Irving Berlin's White Christmas @ The Sony Centre

White Christmas
Sony Centre, The
November 30, 2007
Attending White Christmas around the start of December really does set the tone for the Christmas season. It was a pleasant surprise to hear that the cast of White Christmas was 50% Canadian and the orchestra was 100%; using home grown talent always makes you proud of a performance. The live orchestra gave a warm sound to the music and the choreography, set design and costumes were of Broadway standard and excellent. The story tracks singing duo Bob Wallace (Graham Rowat) and Phil Davis (Tony Yazbeck)as they get back into show business after the war and meet a sister duo Betty Haynes (Kate Baldwin) and Judy Haynes (Shannon O'Bryan), sisters of their old pal from the war. The sisters then invite them to their next gig at a Vermont Inn during Christmas, where their old General happens to be the Innkeeper.

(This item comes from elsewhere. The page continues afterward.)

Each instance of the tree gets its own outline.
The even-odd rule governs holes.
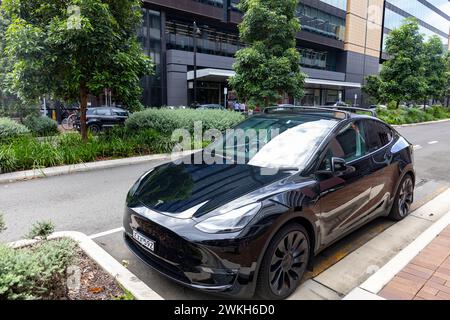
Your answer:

The choreography took you through ensemble tap scenes and meticulously crafted dance numbers that utilized the vibrant costumes of the era beautifully. The set design also stood out as they made excellent use of backdrops for the Ed Sullivan Show backlighting to the Vermont rehearsals with clouds or piano keys; it all embraced the scene. Use of a "split screen" with the dressing rooms in one scene paralleled the original film, and you could smell the pine and feel the crisp Vermont air, when characters sat on the porch at the Inn under the night sky.

Each scene was also unique in that it made use of exceptional costuming: bright colours, such as cream coloured suits with sunshine yellow liners, or pink dresses and green suits dazzled the eye and drew you into the dancing. Betty Haynes (originally played by Rosemary Clooney in the film) had her famous black dress recreated exceptionally as actress Kate Baldwin sang “Love, You Didn't Do Right By Me”. A gorgeous chandelier and city scene as the backdrop and stark black and whites further emphasized the tone for her song and the feel of an authentic New York lounge. The most dramatic scene was of course the finale where the barn doors are opened and a breathtaking Vermont outdoor scene is displayed. Red flowing dresses laced with white trim and snow falling on the audience and cast while we all sang “White Christmas” made the performance complete.

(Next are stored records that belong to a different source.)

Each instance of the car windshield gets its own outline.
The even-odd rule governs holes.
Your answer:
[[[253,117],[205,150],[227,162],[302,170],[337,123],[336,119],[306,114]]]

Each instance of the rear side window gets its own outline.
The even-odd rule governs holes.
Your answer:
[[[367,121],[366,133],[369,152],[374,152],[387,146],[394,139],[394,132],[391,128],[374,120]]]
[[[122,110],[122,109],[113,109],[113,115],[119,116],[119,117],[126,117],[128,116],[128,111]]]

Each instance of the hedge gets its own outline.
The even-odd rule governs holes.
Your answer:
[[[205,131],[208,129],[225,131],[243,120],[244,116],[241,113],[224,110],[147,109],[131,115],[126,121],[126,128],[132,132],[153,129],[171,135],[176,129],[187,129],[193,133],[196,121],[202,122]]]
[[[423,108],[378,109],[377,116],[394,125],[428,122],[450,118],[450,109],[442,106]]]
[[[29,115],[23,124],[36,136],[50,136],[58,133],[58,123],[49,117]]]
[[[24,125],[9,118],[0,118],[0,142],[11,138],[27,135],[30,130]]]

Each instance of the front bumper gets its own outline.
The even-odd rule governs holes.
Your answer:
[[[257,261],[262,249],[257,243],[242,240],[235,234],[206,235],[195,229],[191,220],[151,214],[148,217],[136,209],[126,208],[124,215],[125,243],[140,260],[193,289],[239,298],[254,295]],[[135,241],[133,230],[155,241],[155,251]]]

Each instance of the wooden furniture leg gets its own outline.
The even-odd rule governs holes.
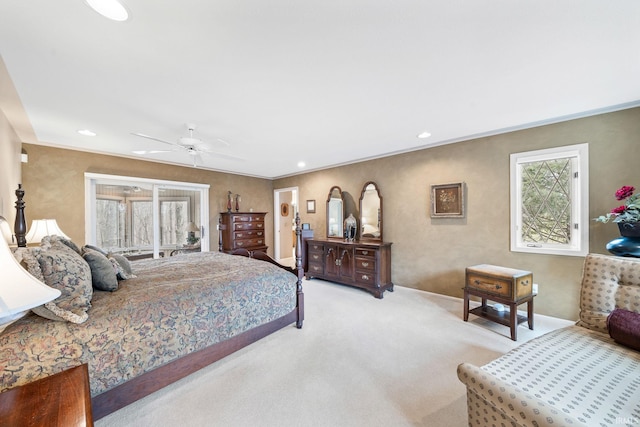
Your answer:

The only poor point to this presentation of White Christmas was the plot changes and poor scripting; which sadly did take away from the overall performance and did not stay true to Irving Berlin's mandate at keeping his work family-friendly entertainment. The male Dance Captain's feminine fretting, playing up the two loose women in the story and the conceirge at the Inn, Martha Watson (Kate Hennig), while a brilliant comedic actress, made the overall performance suffer with raunchy scripting. While Kate Hennig's acting was a show stopper and the audience lapped up her sexist humor, the raunchy jokes made this reviewer cringe rather than delight in her comedic talent. The original Martha was a busybody, but not crude like this character. The script edits from the original felt sloppy and rushed and at some points confusing.

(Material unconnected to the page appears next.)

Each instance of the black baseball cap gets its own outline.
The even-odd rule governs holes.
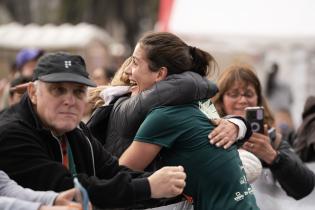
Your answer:
[[[89,79],[83,58],[64,52],[48,53],[41,57],[33,74],[33,81],[35,80],[52,83],[75,82],[96,87]]]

Where the comedy did go right was with actor Rod Campbell. The train scene when the cast sings “Snow” and Mr. Snoring Man (Rod Campbell) suddenly wakes from his slumber and joins them all singing, or when Ezekiel (also played by Rod Campbell) the stage hand would come out and grunt before walking off stage slowly was ridiculously funny.

If you're expecting this version of White Christmas to leave you with the original Irving Berlin scripting it doesn't, but if you are able to disregard the plot changes and poor humor, White Christmas will delight your senses with beautiful sets, costumes, dancing and set the stage for the Christmas season as the snow falls in the last scene.